The M2-type isoenzyme of pyruvate kinase phosphorylates prothymosin alpha in proliferating lymphocytes.

摘要

Prothymosin alpha (ProTalpha) is a multifunctional protein that, in mammalian cells, is involved in nuclear metabolism through its interaction with histones and that also has a cytosolic role as an apoptotic inhibitor. ProTalpha is phosphorylated by a protein kinase (ProTalphaK), the activity of which is dependent on phosphorylation. ProTalpha phosphorylation also correlates with cell proliferation. Mass spectrometric analysis of ProTalphaK purified from human tumor lymphocytes (NC37 cells) enabled us to identify this enzyme as the M2-type isoenzyme of pyruvate kinase. A study on the relationship between ProTalphaK activity and pyruvate kinase isoforms in NC37 cells and in other cell types confirmed that the M2 isoform is the enzyme responsible for ProTalphaK activity in proliferating cells.

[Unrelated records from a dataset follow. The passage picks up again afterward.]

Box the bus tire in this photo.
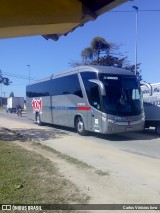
[36,113,42,126]
[76,116,87,136]
[155,123,160,135]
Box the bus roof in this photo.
[28,65,135,83]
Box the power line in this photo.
[108,9,160,13]
[3,72,38,80]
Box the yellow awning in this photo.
[0,0,82,38]
[0,0,127,40]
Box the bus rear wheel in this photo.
[155,123,160,135]
[36,113,42,126]
[76,116,87,136]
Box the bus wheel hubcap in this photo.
[78,121,83,132]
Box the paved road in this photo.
[0,109,160,203]
[0,111,160,159]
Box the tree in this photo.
[70,37,142,80]
[0,70,12,86]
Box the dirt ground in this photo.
[0,115,160,212]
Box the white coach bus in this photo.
[26,66,144,135]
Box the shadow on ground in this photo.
[0,129,68,141]
[0,128,26,142]
[10,129,68,141]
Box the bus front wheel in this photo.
[36,113,42,126]
[76,116,87,136]
[155,123,160,135]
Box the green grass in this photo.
[0,141,88,212]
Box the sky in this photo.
[0,0,160,97]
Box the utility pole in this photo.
[27,65,31,83]
[133,6,138,75]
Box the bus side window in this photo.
[88,82,101,110]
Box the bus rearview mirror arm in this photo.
[89,79,106,96]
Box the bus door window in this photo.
[88,82,101,110]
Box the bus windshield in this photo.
[99,74,143,116]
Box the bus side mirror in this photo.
[140,81,153,96]
[89,79,106,96]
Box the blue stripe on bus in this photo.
[49,106,91,111]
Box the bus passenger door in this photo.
[88,82,102,132]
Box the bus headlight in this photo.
[107,118,115,124]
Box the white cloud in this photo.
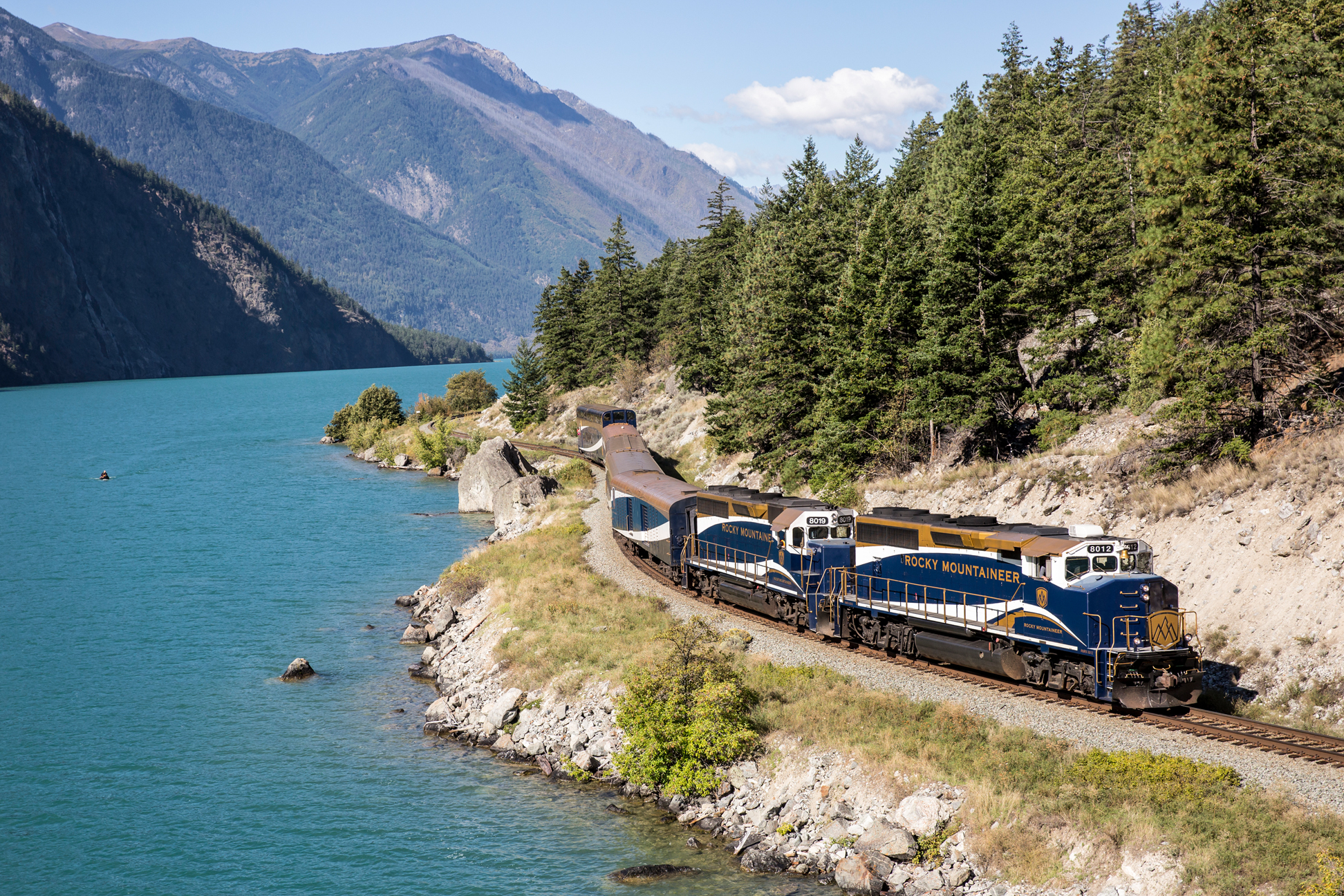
[731,67,941,149]
[678,144,783,177]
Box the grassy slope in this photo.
[446,470,1344,895]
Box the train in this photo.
[577,404,1203,711]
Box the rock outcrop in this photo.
[279,657,317,681]
[457,436,536,513]
[0,84,416,386]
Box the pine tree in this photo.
[532,258,595,392]
[584,215,657,377]
[504,340,550,430]
[672,177,747,392]
[1133,0,1344,456]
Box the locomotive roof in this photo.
[574,404,635,413]
[856,507,1082,556]
[700,485,837,524]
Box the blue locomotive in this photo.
[594,404,1203,709]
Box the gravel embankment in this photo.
[584,494,1344,812]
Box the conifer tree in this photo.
[584,215,657,376]
[504,340,550,430]
[672,177,746,392]
[532,258,595,392]
[1133,0,1344,456]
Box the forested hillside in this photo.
[536,0,1344,486]
[0,84,430,386]
[44,23,752,308]
[0,10,536,339]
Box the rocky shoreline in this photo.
[396,586,1009,896]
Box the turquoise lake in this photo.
[0,363,816,896]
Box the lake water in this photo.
[0,363,816,896]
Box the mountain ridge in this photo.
[44,23,750,292]
[0,84,431,387]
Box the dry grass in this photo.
[456,496,1344,896]
[473,496,669,691]
[746,662,1344,896]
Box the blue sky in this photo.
[7,0,1145,187]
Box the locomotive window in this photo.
[1065,557,1088,580]
[1092,554,1119,572]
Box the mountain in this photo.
[0,11,538,339]
[0,84,424,386]
[46,23,749,314]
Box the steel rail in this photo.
[618,539,1344,767]
[467,431,1344,767]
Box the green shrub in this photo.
[808,460,859,507]
[613,617,758,796]
[323,404,360,442]
[346,420,390,454]
[1031,411,1088,450]
[555,458,592,489]
[445,369,498,413]
[438,560,485,607]
[1067,748,1242,805]
[355,386,406,426]
[416,392,453,420]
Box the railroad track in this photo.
[621,532,1344,768]
[480,440,1344,768]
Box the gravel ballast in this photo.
[584,492,1344,812]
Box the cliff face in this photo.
[0,88,416,386]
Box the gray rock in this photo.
[279,657,317,681]
[853,821,920,861]
[834,853,891,895]
[893,796,942,837]
[821,821,850,839]
[485,688,523,728]
[732,830,760,856]
[424,697,449,721]
[742,849,789,875]
[944,868,971,886]
[910,868,942,893]
[491,476,559,527]
[887,866,910,892]
[608,865,700,884]
[457,436,536,513]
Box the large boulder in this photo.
[893,796,942,837]
[491,476,561,528]
[279,657,317,681]
[742,849,789,875]
[424,697,451,721]
[457,436,536,513]
[853,821,920,861]
[836,853,893,893]
[485,688,523,728]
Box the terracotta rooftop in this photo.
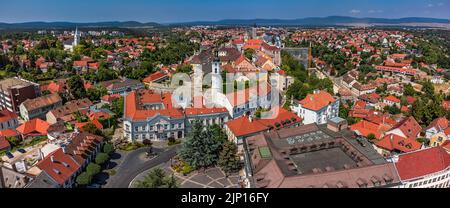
[22,93,62,112]
[395,147,450,180]
[299,91,336,111]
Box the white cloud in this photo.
[350,9,361,15]
[368,9,384,14]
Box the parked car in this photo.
[6,152,14,159]
[87,183,102,188]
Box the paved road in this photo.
[104,146,179,188]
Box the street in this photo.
[104,146,178,188]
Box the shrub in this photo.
[95,152,109,165]
[86,163,102,176]
[103,143,114,155]
[76,172,92,186]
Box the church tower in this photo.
[211,50,223,93]
[72,27,80,47]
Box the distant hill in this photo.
[0,16,450,29]
[172,16,450,26]
[0,21,161,29]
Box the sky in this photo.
[0,0,450,23]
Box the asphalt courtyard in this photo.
[175,167,239,188]
[104,146,178,188]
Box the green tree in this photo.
[210,124,228,144]
[403,83,416,96]
[218,141,240,174]
[83,122,103,136]
[177,64,192,73]
[6,137,20,147]
[180,121,221,169]
[136,168,178,188]
[68,75,86,99]
[367,133,377,141]
[75,172,92,186]
[244,48,255,60]
[103,143,114,155]
[95,152,109,165]
[422,81,434,97]
[111,97,125,118]
[86,163,102,176]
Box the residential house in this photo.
[393,147,450,188]
[0,77,41,113]
[225,107,303,145]
[383,95,401,108]
[100,79,144,95]
[46,98,92,124]
[0,109,19,131]
[291,90,340,124]
[16,118,50,139]
[19,94,62,121]
[36,148,81,188]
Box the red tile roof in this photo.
[392,116,422,140]
[0,136,11,150]
[0,109,17,123]
[226,84,272,106]
[16,118,50,135]
[0,129,19,137]
[426,117,449,131]
[142,71,167,83]
[73,61,88,67]
[375,134,422,152]
[384,95,401,103]
[442,100,450,110]
[36,148,80,185]
[406,96,417,105]
[226,108,303,137]
[101,94,122,102]
[124,90,183,120]
[395,147,450,180]
[75,119,103,131]
[299,91,336,111]
[350,120,392,139]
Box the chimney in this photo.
[392,155,398,163]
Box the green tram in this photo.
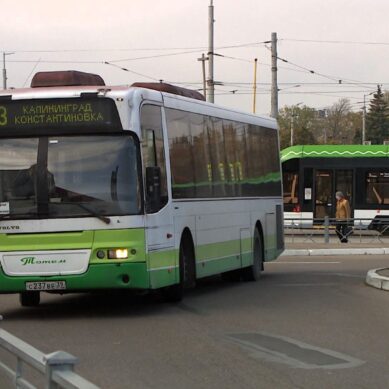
[281,145,389,225]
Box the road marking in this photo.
[276,282,339,287]
[266,261,342,265]
[226,332,365,370]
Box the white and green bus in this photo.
[0,71,284,306]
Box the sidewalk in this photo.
[282,240,389,256]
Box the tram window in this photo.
[366,172,389,204]
[283,172,298,204]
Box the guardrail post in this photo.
[324,216,330,243]
[43,351,78,389]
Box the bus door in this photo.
[313,170,334,219]
[141,104,175,287]
[332,169,354,217]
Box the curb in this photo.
[365,268,389,291]
[281,248,389,257]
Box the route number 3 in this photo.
[0,106,8,126]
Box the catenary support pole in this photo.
[270,32,278,118]
[197,53,208,100]
[208,0,215,103]
[253,58,258,113]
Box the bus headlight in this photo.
[108,249,128,259]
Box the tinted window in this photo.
[166,109,195,198]
[166,109,281,198]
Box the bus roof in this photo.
[281,145,389,162]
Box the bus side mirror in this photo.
[146,166,161,213]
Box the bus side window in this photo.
[141,105,168,208]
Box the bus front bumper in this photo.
[0,262,150,294]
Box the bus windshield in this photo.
[0,134,141,219]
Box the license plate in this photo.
[26,281,66,290]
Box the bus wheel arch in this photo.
[242,221,264,281]
[254,220,265,271]
[162,227,196,303]
[178,227,196,289]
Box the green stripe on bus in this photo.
[281,145,389,162]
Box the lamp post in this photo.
[3,52,15,89]
[290,102,302,146]
[362,92,375,145]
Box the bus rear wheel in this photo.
[242,228,263,281]
[163,234,196,302]
[19,292,41,307]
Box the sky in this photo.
[0,0,389,114]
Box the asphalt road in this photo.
[0,256,389,389]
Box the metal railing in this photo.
[284,216,389,244]
[0,316,98,389]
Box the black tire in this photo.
[242,228,263,281]
[222,269,242,282]
[163,233,196,302]
[19,292,41,307]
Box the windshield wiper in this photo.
[50,202,111,224]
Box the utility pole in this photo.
[253,58,258,113]
[290,103,302,146]
[270,32,278,118]
[362,92,375,144]
[208,0,215,103]
[197,53,208,100]
[3,51,15,89]
[362,95,366,145]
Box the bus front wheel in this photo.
[19,292,41,307]
[163,234,196,302]
[242,228,263,281]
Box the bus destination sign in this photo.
[0,97,121,134]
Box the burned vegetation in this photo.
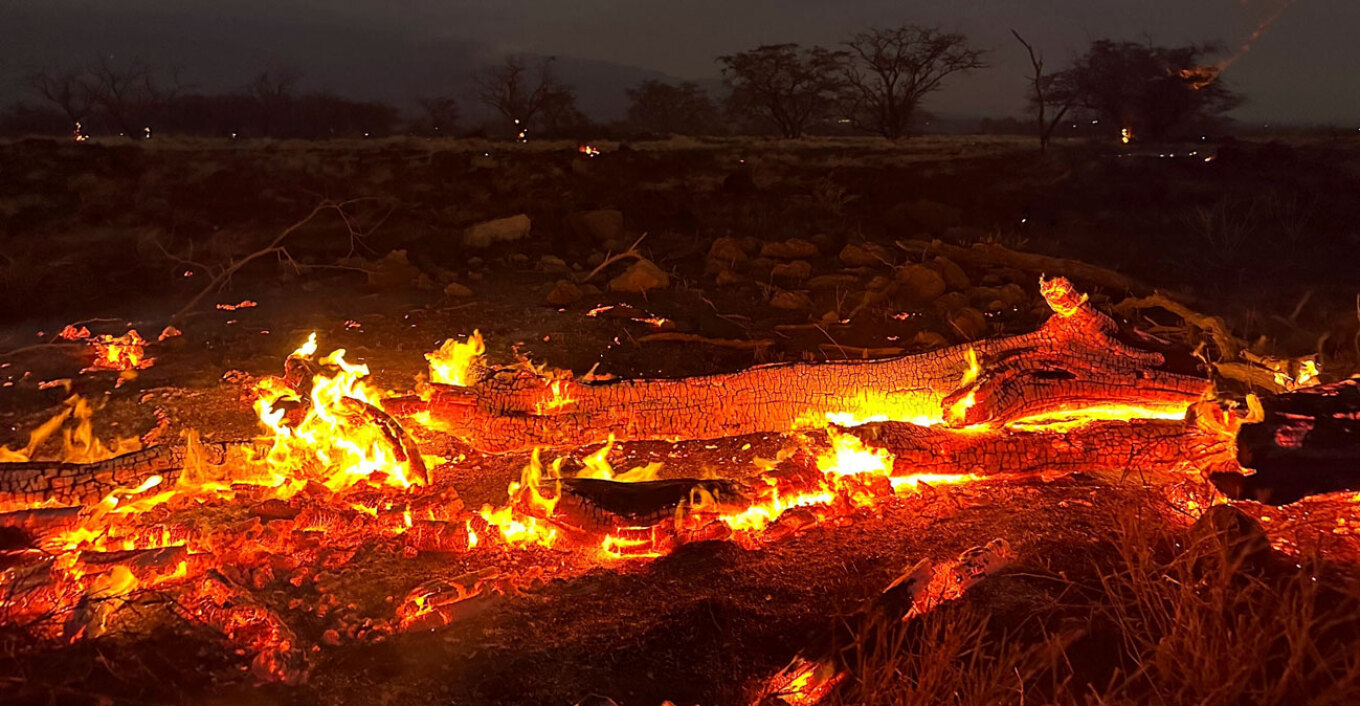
[0,140,1360,706]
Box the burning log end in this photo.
[344,397,430,486]
[555,477,743,531]
[1210,377,1360,505]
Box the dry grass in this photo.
[838,514,1360,706]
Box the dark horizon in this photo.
[0,0,1360,127]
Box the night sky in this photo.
[0,0,1360,127]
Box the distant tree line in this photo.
[0,24,1242,148]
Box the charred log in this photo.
[1213,377,1360,505]
[0,443,234,506]
[845,419,1238,475]
[384,279,1208,453]
[552,477,741,532]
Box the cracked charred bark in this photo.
[385,278,1208,453]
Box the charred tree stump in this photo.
[1213,377,1360,505]
[384,278,1208,453]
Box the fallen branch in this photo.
[170,199,383,324]
[898,241,1191,301]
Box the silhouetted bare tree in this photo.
[842,24,986,140]
[718,44,845,137]
[541,86,590,137]
[29,69,94,125]
[476,56,570,136]
[627,79,721,135]
[420,95,458,135]
[90,56,178,139]
[1010,30,1076,154]
[1046,39,1242,140]
[246,67,298,137]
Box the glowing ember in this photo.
[90,329,155,371]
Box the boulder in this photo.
[770,260,812,282]
[609,260,670,294]
[896,264,945,303]
[714,269,747,287]
[462,214,530,248]
[949,306,991,340]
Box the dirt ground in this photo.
[0,137,1360,705]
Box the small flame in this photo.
[426,331,487,388]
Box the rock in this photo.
[839,242,892,267]
[900,199,964,233]
[547,279,585,306]
[934,291,968,312]
[715,269,747,287]
[808,275,860,290]
[930,256,972,291]
[760,238,817,260]
[443,282,472,299]
[770,260,812,282]
[567,208,623,242]
[896,264,945,303]
[462,214,530,248]
[949,306,991,340]
[808,233,836,253]
[609,260,670,294]
[770,290,812,312]
[1185,505,1270,570]
[533,254,571,275]
[709,237,747,265]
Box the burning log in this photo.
[0,506,84,539]
[552,477,741,532]
[0,443,237,506]
[1212,377,1360,505]
[845,419,1238,475]
[177,571,307,684]
[384,278,1208,453]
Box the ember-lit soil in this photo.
[0,135,1360,706]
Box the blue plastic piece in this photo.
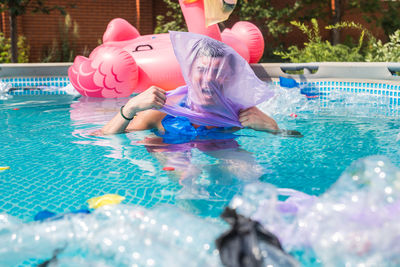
[33,210,56,221]
[279,77,299,88]
[155,115,238,144]
[300,87,319,99]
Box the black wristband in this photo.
[119,105,135,121]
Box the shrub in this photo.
[274,19,375,63]
[366,30,400,62]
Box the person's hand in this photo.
[239,107,279,133]
[124,86,167,117]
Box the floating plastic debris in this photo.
[0,205,223,267]
[0,166,10,172]
[230,156,400,266]
[87,194,125,209]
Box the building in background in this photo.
[0,0,390,62]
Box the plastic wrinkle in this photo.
[160,32,275,127]
[230,156,400,266]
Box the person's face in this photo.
[191,56,227,106]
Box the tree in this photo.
[0,0,75,63]
[300,0,400,45]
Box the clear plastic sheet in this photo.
[230,156,400,266]
[0,205,227,266]
[161,32,275,127]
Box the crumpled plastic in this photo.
[230,156,400,266]
[0,205,226,266]
[216,207,298,267]
[161,32,275,127]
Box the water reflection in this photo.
[70,98,265,216]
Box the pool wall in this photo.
[0,62,400,106]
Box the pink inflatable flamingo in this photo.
[68,0,264,98]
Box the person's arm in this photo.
[100,86,166,135]
[239,107,303,137]
[239,107,279,133]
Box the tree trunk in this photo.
[10,11,18,63]
[331,0,342,45]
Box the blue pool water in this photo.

Yet, about 10% of the cellular pool of the M2 isoform shows specific affinity for ProTalpha and is responsible for ProTalphaK activity. This pool of M2 protein possesses no observable pyruvate kinase activity and changes its responses to various effectors of pyruvate kinase activity; however, these responses to PK effectors are maintained by the main cellular fraction containing the M2 isoform. Acquisition of ProTalphaK activity by M2 seems to be due to the phosphorylation of serine and threonine residues, which, besides being essential for its catalytic activity, induces a trimeric association of ProTalphaK. This association can be shifted to a tetrameric form by fructose 1, 6-bisphosphate, which results in a decrease in ProTalphaK activity.